The specific gums used in baseball cards varied over the years depending on the card manufacturer and time period. Some of the most common gums included in cards in the late 19th/early 20th century were Black Jack, Cuesta-Rey, and Fleer’s Juicy Fruit gum. Often these early gums were a simple stick of chewing gum made primarily from chicle, the sap from sapodilla trees that is the key ingredient in most chewing gums. The gum sticks were usually quite small, only about 1/2 to 1 inch in length to allow them to fit easily inside tobacco tins and card packages.


By the 1930s-50s, the two biggest manufacturers of baseball cards, Topps and Bowman, perfected the process of mass producing gum-with-cards packages on a large scale. Topps in particular helped popularize and normalize the tradition of finding a piece of bubble gum inside baseball cards. They utilized Bubble Yum, their own branded sweetened chewing gum made of sugar, corn syrup, gum base, and natural and artificial flavors. This gum had a distinctive bubblegum flavor and produced large bubbles that kids found very fun and satisfying to chew.
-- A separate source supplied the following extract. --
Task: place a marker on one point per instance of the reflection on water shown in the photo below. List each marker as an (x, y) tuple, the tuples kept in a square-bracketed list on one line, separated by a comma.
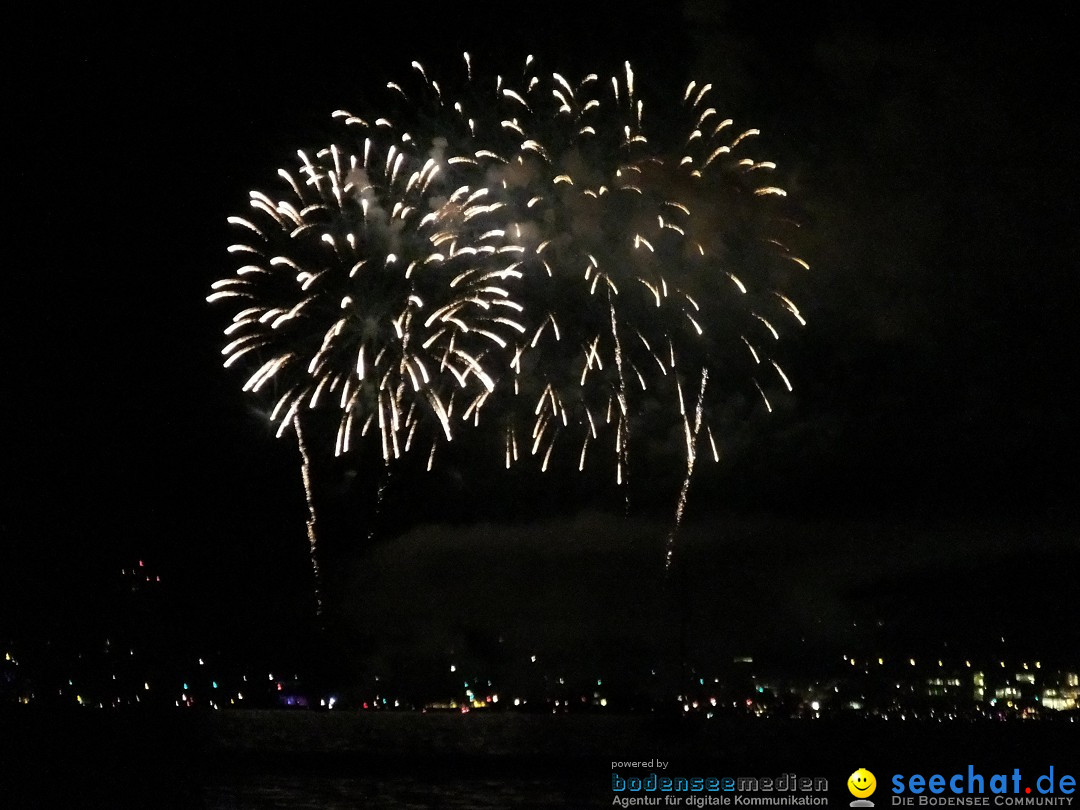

During the peak years of the baseball card boom from the late 1950s through the 1980s, Topps solidified its dominance of the market and its packaging of cards with Bubble Yum gum became the standard. The gum was often a small oval or circle shape, around 1/2 inch in diameter. It was usually quite tough and sticky, designed to last a long time in the mouth for maximum chewing enjoyment. Some memorable brands and lines of gum packaged with Topps cards included Pink Bubble Yum, Clean White Bubble Yum, and Bubble Gum Time.


As competitors like Fleer and Donruss entered the baseball card scene starting in 1981, they emulated Topps’ successful model and also included gum. Fleer utilized “Fleer Stik” gum sticks that were similar to the original cigar-tin included gums, while Donruss used “Donruss Chewz”. Through the 1980s and early 90s, the specific gums may have varied between manufacturers but the tradition of a small piece of bubble gum reward inside baseball card packs remained strong.

As the 1990s rolled around, concerns started being raised about the potential hazards of including loose gum with small collectibles that kids would handle. There were worries kids could choke on gum pieces or trading and collecting cards with gum residue could spread germs. In response to these valid public health and safety issues, the baseball card companies slowly phased out including actual gum in packs starting in the mid-1990s.

While baseball cards no longer contain real gum, the memory and nostalgia of that iconic tradition remains an indelible part of the history and culture surrounding the hobby. Finding that small gum reward was an exciting surprise that hooked many young collectors and fueled their passion and dedication to amassing complete sets. Even today among older collectors, the very concept of a “gum stain” on a valuable vintage card can instantly trigger fond recollections of carefree summers spent eagerly opening packs in search of their favorite players.


Chewing gum was included inside early tobacco cards, baseball cards, and trading cards primarily as a marketing gimmick to engage consumers starting in the late 1800s. Over the peak decades of the 1950s-80s, Topps helped solidify and popularize the tradition through their mass production of cards paired with Bubble Yum gum. Though real gum is no longer provided for safety reasons, the memory of selecting that small gum reward remains an integral part of the rich history and nostalgia surrounding baseball cards.